In a statement, the rights group said the new laws would “dangerously expand police surveillance powers” in the West African country and threaten the right to association by targeting the leaders of unions and political parties.
Senegal’s national assembly passed two contested anti-terror bills on June 25, despite push-back from opposition parties.
The government argued that the laws are intended to strengthen its fight against terror groups, but opposition parties maintain they are designed to silence dissent.
One clause which has provoked criticism defines “seriously disturbing public order” as an act of terrorism.
On Monday, Human Rights Watch (HRW) said that this “vague definition could be used to criminalise peaceful political activities and infringe on freedom of association and assembly”.
It added that the legislation would also allow law-enforcement officials to surveil terrorism suspects without seeking authorisation from a judge.
Leaders of trade unions or political parties can be held responsible for offences committed by their organisations under the new rules, HRW said.
Police would also be empowered to seize property from the organisations and their leaders if they are found guilty.

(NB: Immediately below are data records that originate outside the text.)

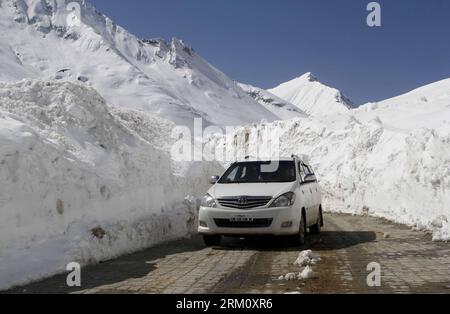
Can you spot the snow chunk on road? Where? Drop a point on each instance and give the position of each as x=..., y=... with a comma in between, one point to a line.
x=306, y=258
x=307, y=273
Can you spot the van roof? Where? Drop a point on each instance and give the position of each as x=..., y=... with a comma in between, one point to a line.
x=251, y=159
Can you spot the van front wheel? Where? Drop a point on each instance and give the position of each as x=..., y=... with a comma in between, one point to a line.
x=316, y=228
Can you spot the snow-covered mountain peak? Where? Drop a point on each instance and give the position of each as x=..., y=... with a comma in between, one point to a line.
x=45, y=39
x=312, y=96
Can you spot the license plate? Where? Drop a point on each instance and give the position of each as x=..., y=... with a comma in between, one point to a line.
x=241, y=218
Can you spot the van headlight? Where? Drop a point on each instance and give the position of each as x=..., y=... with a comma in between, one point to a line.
x=285, y=200
x=208, y=201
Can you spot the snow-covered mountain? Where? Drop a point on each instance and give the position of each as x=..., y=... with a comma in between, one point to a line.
x=276, y=105
x=166, y=78
x=388, y=159
x=312, y=97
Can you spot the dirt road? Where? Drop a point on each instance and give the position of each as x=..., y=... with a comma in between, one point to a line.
x=410, y=263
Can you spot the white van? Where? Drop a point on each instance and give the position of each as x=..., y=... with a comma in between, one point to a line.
x=276, y=197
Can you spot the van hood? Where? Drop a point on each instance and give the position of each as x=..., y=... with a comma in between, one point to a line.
x=251, y=189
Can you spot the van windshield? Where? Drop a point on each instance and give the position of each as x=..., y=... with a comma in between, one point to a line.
x=260, y=172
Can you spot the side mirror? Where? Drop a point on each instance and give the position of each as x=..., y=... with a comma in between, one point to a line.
x=310, y=178
x=214, y=179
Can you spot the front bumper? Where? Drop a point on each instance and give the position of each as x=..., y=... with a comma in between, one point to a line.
x=278, y=217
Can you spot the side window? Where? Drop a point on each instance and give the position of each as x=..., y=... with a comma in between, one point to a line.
x=310, y=173
x=301, y=169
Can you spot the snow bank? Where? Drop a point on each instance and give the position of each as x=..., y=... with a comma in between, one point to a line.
x=78, y=184
x=390, y=159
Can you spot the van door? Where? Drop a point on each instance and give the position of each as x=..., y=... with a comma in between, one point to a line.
x=306, y=195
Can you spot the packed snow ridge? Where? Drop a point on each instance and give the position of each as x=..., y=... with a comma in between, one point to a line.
x=389, y=159
x=312, y=97
x=81, y=183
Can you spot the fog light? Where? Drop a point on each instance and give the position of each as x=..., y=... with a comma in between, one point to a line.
x=287, y=224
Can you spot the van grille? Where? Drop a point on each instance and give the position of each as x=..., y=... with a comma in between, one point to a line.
x=255, y=223
x=244, y=202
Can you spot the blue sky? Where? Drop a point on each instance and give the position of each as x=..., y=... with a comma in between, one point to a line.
x=267, y=42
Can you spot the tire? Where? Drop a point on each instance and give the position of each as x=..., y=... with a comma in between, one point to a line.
x=211, y=240
x=315, y=229
x=300, y=238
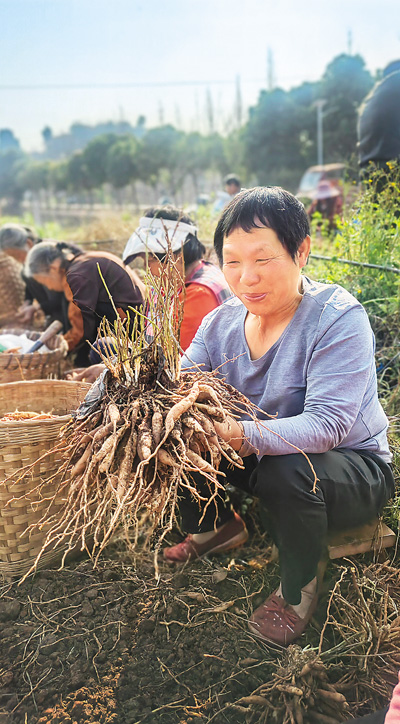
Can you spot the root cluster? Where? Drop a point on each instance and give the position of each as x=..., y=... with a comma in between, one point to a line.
x=298, y=693
x=128, y=459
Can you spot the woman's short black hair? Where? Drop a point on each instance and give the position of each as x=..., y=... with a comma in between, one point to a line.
x=193, y=249
x=262, y=206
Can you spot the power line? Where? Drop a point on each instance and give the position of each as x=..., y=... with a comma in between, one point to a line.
x=154, y=84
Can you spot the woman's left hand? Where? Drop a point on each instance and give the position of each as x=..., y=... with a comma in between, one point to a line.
x=231, y=431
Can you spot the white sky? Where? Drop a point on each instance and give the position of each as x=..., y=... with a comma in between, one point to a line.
x=174, y=50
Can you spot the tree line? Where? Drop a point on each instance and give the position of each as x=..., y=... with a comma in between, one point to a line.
x=275, y=145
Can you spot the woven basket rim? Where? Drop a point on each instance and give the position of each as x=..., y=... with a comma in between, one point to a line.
x=26, y=358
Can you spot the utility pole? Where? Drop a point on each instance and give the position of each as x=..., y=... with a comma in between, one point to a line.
x=270, y=70
x=320, y=138
x=238, y=111
x=349, y=42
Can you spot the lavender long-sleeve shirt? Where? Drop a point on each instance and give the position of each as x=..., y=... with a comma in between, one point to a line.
x=319, y=376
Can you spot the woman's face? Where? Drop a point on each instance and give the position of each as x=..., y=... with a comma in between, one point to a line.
x=54, y=278
x=260, y=272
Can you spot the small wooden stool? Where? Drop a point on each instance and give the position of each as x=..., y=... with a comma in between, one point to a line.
x=374, y=536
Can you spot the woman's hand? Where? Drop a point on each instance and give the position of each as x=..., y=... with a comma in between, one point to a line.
x=231, y=431
x=88, y=374
x=26, y=313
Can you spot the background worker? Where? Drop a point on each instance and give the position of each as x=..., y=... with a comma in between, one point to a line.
x=232, y=187
x=379, y=125
x=304, y=352
x=76, y=275
x=205, y=285
x=16, y=240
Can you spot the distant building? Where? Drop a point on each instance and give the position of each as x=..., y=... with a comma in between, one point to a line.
x=8, y=140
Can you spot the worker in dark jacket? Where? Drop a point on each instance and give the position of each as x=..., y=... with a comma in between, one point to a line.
x=86, y=279
x=379, y=124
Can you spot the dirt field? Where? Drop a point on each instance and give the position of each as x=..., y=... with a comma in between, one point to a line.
x=112, y=645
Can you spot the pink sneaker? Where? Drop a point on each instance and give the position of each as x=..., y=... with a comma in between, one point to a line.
x=232, y=535
x=277, y=622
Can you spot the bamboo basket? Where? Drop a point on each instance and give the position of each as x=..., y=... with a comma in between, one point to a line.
x=36, y=366
x=21, y=444
x=12, y=288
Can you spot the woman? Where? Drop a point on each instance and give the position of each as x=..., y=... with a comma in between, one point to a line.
x=305, y=351
x=86, y=280
x=205, y=286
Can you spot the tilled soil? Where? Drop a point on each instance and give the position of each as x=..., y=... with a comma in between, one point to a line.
x=114, y=645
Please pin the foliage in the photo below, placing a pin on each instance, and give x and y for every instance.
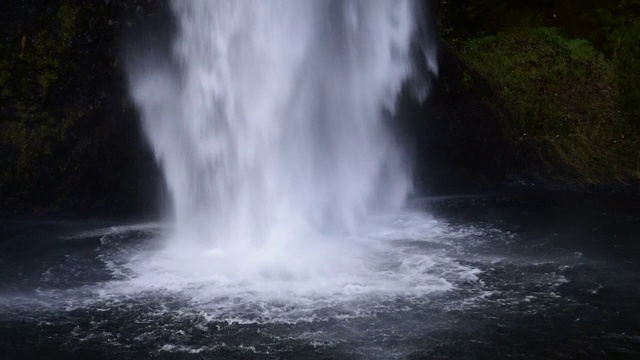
(61, 96)
(561, 94)
(569, 74)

Ilaria Allegrozzi, a senior HRW Africa researcher, was quoted in the statement as saying that Senegal has legitimate concerns about the threat of armed Islamist groups, but that the government should ensure the new laws do not “suppress basic rights”.
“The government should send the two laws back to parliament to revise the problematic provisions,” she added.
The passage of the anti-terror legislation comes amid uncertainty in Senegal over whether President Macky Sall will seek a controversial third term.
Senegalese presidents are limited to two consecutive terms, but some fear Sall will seek to exploit constitutional changes approved in a 2016 referendum to run again in 2024.
Sall has not yet signed the new anti-terror legislation into law. On June 30, 21 opposition lawmakers appealed to Senegal’s constitutional council, which rules on constitutional matters, to strike the laws down.